Department of Chemical Sciences, Ariel University, 70400, Ariel, Israel.
Faculty of Chemistry, Weizmann Institute of Science, 76100, Rehovot, Israel.
Sci Rep. 2021 Jun 3;11(1):11697. doi: 10.1038/s41598-021-90966-1.

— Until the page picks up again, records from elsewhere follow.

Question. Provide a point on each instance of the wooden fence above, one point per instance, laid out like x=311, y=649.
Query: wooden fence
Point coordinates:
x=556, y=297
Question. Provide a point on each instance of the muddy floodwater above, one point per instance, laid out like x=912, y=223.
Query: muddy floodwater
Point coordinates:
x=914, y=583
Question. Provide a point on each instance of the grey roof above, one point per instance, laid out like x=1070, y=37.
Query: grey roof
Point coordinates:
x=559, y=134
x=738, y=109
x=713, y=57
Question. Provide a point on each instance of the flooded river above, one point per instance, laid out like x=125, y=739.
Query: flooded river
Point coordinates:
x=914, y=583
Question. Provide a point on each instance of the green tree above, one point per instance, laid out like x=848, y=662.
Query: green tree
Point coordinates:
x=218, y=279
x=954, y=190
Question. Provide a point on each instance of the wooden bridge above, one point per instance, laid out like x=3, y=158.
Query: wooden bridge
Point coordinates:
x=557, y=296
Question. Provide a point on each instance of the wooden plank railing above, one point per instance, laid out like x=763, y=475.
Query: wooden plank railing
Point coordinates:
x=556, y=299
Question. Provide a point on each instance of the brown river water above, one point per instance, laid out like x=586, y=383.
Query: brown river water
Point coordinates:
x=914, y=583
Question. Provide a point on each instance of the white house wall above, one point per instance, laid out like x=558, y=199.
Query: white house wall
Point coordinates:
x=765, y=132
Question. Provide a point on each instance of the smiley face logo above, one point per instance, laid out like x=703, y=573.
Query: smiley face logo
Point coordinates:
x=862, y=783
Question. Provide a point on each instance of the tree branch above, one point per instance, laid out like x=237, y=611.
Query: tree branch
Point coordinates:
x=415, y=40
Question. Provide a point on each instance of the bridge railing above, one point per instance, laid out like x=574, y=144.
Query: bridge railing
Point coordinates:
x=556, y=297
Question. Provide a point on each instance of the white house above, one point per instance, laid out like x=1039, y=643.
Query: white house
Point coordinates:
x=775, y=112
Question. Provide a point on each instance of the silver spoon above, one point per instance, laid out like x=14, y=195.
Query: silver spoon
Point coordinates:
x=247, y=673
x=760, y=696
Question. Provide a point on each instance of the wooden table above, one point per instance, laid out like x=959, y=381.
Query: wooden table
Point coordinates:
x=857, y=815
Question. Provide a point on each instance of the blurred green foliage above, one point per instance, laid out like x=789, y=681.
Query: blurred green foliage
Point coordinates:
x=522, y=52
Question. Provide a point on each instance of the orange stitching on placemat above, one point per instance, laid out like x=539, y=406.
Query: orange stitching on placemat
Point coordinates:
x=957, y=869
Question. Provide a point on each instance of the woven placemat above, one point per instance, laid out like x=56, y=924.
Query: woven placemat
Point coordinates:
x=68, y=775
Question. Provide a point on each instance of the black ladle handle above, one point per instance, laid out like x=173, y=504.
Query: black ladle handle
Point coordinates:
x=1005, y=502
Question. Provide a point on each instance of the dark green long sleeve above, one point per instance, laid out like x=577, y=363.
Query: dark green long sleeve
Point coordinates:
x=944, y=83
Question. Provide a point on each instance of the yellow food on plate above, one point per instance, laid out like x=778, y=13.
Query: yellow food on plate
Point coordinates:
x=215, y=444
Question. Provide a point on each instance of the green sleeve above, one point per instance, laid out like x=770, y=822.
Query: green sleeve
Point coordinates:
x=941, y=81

The research described in this report seeks to present proof-of-concept for a novel and robust platform for purification of antibody fragments and to define and optimize the controlling parameters. Purification of antigen-binding F(ab') fragments is achieved in the absence of chromatographic media or specific ligands, rather by using clusters of non-ionic detergent (e.g. Tween-60, Brij-O20) micelles chelated via Fe ions and the hydrophobic chelator, bathophenanthroline (batho). These aggregates, quantitatively capture the F(ab') fragment in the absence or presence of E. coli lysate and allow extraction of only the F(ab') domain at pH 3.8 without concomitant aggregate dissolution or coextraction of bacterial impurities. Process yields range from 70 to 87% by densitometry. Recovered F(ab') fragments are monomeric (by dynamic light scattering), preserve their secondary structure (by circular dichroism) and are as pure as those obtained via Protein A chromatography (from a mixture of F(ab') and Fc fragments). The effect of process parameters on Ab binding and Ab extraction (e.g. temperature, pH, ionic strength, incubation time, composition of extraction buffer) are reported, using a monoclonal antibody (mAb) and polyclonal human IgG's as test samples.
本报告所述研究旨在为抗体片段的纯化提供一种新颖而强大的平台,并定义和优化控制参数。在没有色谱介质或特定配体的情况下,通过使用非离子型去污剂(例如 Tween-60、Brij-O20)胶束簇螯合 Fe 离子和疏水性螯合剂 bathophenanthroline(batho),实现了抗原结合 F(ab') 片段的纯化。这些聚集体在不存在或存在大肠杆菌裂解物的情况下定量捕获 F(ab') 片段,并允许在 pH 3.8 下仅提取 F(ab') 结构域,而不会伴随聚集体溶解或同时提取细菌杂质。通过密度计,产率范围为 70%至 87%。回收的 F(ab') 片段是单体的(通过动态光散射),保留其二级结构(通过圆二色性),与通过 Protein A 层析法(从 F(ab') 和 Fc 片段的混合物中)获得的一样纯净。报告了工艺参数对 Ab 结合和 Ab 提取的影响(例如温度、pH 值、离子强度、孵育时间、提取缓冲液的组成),使用单克隆抗体(mAb)和多克隆人 IgG 作为测试样品。